Yuppiechef.com
- Type: Private subsidiary
- Industry: E-commerce Retail
- Founded: 2006; 20 years ago
- Founder: Andrew Smith Shane Dryden
- Headquarters: Cape Town, South Africa
- Number of locations: 25 (2026)
- Area served: South Africa
- Products: Kitchen tools
- Parent: Mr Price Group (since 2021)
- Website: yuppiechef.com

= Yuppiechef =

South African kitchen and homeware retailer

Yuppiechef is a South African retailer of kitchen and homeware products, based in Cape Town. Founded in 2006, the company has been wholly-owned by major South African retailer Mr Price Group since 2021.

== History ==

Originally run from Smith's home, Yuppiechef was one of a few experimental e-commerce projects initiated by the co-founders, who were running a web development agency at the time.

The idea for the business originated from cooking shows and international travel. Smith and Dryden noticed that many of the kitchen tools and brands featured overseas weren't very accessible to South Africans.

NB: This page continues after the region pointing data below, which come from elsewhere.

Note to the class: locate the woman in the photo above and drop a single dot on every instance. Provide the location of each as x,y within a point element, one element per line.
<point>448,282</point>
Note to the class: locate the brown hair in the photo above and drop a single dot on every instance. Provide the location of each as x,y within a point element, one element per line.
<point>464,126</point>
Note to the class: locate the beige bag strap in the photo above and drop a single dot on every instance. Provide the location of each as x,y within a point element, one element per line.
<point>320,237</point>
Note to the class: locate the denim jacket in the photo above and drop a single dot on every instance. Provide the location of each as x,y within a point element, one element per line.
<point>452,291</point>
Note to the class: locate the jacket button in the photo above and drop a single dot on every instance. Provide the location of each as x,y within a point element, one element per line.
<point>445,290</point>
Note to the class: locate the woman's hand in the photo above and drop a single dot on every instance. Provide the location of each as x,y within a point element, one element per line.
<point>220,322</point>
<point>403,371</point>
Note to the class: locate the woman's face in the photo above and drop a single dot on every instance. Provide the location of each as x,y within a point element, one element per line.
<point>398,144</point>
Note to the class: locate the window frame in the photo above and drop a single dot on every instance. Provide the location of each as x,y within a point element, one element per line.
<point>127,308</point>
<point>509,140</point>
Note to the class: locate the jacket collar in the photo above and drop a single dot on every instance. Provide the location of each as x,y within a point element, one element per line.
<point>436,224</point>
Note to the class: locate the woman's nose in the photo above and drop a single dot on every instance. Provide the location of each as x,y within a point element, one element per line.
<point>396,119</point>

Instead of competing on price, Yuppiechef decided to focus on specialized products that couldn't be easily sourced elsewhere.

Yuppiechef launched with just 32 products, and deliveries were initially packed and shipped from Smith's lounge, at his home in Plumstead, Cape Town.

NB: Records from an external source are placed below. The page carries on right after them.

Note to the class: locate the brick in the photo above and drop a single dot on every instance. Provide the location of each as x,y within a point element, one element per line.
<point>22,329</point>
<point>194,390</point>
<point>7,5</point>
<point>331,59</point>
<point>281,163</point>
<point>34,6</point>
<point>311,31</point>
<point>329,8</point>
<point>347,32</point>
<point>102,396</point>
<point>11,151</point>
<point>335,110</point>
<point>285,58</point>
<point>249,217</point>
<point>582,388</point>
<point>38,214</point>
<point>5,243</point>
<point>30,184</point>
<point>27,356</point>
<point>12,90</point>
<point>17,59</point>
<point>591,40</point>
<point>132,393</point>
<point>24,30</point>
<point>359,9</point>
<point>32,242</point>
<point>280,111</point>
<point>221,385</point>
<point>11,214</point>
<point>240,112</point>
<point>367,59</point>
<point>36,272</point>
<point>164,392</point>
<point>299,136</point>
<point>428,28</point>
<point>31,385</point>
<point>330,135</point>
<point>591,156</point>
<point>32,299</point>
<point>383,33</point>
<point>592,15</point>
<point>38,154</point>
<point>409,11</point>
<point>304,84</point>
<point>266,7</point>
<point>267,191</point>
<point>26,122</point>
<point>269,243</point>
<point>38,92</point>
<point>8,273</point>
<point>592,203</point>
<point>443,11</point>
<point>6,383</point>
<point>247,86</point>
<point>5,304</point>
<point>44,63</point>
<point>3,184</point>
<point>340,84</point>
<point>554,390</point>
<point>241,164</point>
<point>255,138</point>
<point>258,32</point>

In June 2008, Paul Galatis, a high school friend of Smith's, joined the company as its third partner and assumed the role of Marketing Director.

In 2010, Yuppiechef won a gold Loerie and gained media attention for a campaign that made use of a national marketing campaign by the retailer Woolworths called "Woolies Lovebirds". A misspelled URL on Woolworth's marketing material, allowed them to register the URL, and post a ransom note asking that Woolworths match any donations by Yuppiechef's customers to a local charity they supported at the time.

Known for including handwritten cards with deliveries, Yuppiechef established and early presence in the South African e-commerce sector. The company was named the best eCommerce store in South Africa annually from 2010 through 2015.

12 years after starting its online store, Yuppiechef opened its first brick & mortar stores in Cape Town and Johannesburg. In October 2017, the first of their physical retail stores was launched. The company has subsequently opened two more stores in Cape Town. Yuppiechef's headquarters in Westlake Business Park also contains a store.

Yuppiechef was sold to major South African retail chain Mr Price Group in 2021, in a deal valued at around R470 million. The company's founders remained with Yuppiechef for a year, before leaving in 2022.

== Operations ==

As of June 2026, Yuppiechef retails online, and operates a total of 25 physical stores, across multiple of South Africa's major cities.